Price discrimination by a supplier is permitted under the antitrust laws, subject to some limitations. Price discrimination is legal so long as it is conducted unilaterally by the supplier and not as part of a conspiracy in restraint of trade. Such discrimination is legal where the supplier is not abusing a dominant market position (under European Union competition law) or abusing a monopoly power (under U.S. antitrust laws). Such discrimination is legal under the Robinson-Patman Act where there is no sale of goods, but only of services.
The “Look Back” Clause
So how can the enterprise customer assure itself that it is not suffering from price discrimination? An analogue of the “most favored nation” (“MFN”) clause in intergovernmental treaties of friendship, commerce and navigation for over two centuries, the “most favored customer” (“MFC”) clause defuses this discrimination by giving a second look. If the contract price is higher than what the service provider charges to other enterprise customers, the look-back should result in a discount or rebate. The “look back” clause measures the price discrimination as of the date of the contract.

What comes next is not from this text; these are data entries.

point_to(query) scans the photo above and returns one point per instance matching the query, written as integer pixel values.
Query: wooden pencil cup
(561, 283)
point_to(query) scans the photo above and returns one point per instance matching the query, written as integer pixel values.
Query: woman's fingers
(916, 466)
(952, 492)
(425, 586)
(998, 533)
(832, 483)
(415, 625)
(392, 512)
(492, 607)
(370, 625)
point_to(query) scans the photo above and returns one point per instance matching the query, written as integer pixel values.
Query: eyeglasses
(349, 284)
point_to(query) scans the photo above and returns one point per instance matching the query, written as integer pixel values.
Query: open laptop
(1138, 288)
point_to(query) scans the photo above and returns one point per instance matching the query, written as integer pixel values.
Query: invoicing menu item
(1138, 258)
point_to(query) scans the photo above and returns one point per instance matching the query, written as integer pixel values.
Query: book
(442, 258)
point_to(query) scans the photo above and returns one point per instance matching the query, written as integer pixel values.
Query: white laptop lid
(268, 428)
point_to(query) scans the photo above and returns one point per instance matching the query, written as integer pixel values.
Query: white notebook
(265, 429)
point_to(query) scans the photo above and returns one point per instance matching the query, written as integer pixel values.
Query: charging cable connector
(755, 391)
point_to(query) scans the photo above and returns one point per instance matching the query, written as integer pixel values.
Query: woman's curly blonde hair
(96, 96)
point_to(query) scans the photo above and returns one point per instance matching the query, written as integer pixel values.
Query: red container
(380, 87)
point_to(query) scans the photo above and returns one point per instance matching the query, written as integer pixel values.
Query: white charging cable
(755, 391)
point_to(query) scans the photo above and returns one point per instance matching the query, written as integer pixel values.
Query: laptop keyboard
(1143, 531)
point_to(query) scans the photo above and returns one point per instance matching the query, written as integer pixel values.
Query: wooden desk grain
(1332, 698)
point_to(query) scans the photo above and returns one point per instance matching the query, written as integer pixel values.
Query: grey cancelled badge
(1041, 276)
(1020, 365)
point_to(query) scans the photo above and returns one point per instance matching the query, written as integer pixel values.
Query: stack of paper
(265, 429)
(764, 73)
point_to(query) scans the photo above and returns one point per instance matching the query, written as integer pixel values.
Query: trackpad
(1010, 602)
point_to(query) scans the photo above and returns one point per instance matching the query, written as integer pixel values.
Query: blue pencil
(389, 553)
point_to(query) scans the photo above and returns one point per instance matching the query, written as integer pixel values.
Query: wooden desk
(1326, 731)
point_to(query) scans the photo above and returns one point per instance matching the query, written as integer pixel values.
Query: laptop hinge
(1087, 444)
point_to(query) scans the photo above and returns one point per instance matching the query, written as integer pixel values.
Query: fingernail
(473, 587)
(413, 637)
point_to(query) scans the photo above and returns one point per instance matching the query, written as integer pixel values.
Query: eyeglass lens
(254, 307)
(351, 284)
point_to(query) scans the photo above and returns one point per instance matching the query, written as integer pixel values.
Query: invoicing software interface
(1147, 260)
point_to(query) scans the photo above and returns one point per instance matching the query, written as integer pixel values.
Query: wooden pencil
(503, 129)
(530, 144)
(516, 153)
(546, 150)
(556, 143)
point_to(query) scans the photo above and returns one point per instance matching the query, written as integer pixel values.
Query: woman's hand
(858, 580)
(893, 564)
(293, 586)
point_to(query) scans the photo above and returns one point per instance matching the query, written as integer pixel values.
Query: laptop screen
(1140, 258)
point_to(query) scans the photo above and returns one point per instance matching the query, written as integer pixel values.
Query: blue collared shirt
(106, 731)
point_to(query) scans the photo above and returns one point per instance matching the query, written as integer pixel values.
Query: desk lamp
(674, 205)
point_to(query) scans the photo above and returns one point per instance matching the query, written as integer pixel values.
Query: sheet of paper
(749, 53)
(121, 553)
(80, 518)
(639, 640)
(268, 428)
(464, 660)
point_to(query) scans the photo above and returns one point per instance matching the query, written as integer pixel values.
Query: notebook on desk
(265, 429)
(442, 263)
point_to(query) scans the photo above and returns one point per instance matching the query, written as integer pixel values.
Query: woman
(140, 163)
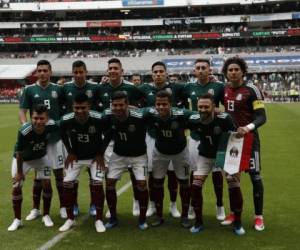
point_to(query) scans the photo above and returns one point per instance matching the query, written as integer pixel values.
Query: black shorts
(255, 162)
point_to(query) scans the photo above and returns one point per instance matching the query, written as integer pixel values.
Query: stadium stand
(266, 34)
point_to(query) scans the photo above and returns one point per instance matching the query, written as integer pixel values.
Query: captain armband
(258, 104)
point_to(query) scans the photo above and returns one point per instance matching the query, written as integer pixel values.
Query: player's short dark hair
(114, 60)
(202, 60)
(235, 60)
(119, 95)
(81, 98)
(39, 109)
(207, 96)
(163, 94)
(78, 64)
(159, 63)
(44, 62)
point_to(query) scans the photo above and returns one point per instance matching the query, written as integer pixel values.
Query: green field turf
(280, 139)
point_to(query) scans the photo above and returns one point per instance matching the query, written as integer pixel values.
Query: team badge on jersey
(211, 91)
(174, 125)
(169, 90)
(131, 128)
(54, 94)
(217, 130)
(92, 130)
(239, 97)
(234, 152)
(89, 93)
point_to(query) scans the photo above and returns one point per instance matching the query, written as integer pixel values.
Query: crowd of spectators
(17, 55)
(9, 92)
(194, 11)
(148, 30)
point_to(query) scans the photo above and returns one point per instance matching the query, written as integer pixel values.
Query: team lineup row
(127, 129)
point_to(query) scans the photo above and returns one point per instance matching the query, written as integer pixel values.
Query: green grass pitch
(280, 139)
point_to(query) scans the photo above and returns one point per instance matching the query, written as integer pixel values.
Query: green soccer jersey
(193, 90)
(149, 92)
(51, 96)
(106, 90)
(170, 137)
(128, 135)
(71, 89)
(31, 145)
(83, 140)
(210, 133)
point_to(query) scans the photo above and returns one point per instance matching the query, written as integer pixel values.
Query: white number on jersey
(123, 136)
(209, 138)
(47, 103)
(230, 105)
(84, 138)
(38, 146)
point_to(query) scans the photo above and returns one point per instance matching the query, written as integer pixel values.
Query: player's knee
(111, 184)
(184, 183)
(69, 185)
(96, 182)
(255, 177)
(17, 190)
(198, 180)
(142, 185)
(158, 183)
(58, 173)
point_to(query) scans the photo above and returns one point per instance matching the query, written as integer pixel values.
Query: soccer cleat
(100, 228)
(151, 209)
(63, 213)
(185, 222)
(34, 213)
(113, 222)
(173, 210)
(220, 213)
(135, 208)
(92, 210)
(75, 210)
(157, 221)
(191, 213)
(259, 224)
(47, 221)
(143, 226)
(15, 225)
(228, 220)
(238, 229)
(107, 215)
(68, 224)
(197, 228)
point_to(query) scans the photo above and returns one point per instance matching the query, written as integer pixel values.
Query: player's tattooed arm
(20, 175)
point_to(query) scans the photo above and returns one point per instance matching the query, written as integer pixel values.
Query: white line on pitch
(57, 238)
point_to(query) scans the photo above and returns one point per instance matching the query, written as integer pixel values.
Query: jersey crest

The Future Discrimination Clause
The “future discrimination” clause looks not only at the date of the contract, but any future time during the contract term. At this point, the fairness of the “MFC” clause encounters disparities in contract terms or market conditions between the contract date and the future date. Those terms might involve different risk allocations, different locations and different conditions of service.
MFC clauses therefore need careful discussion as to suitability and terms.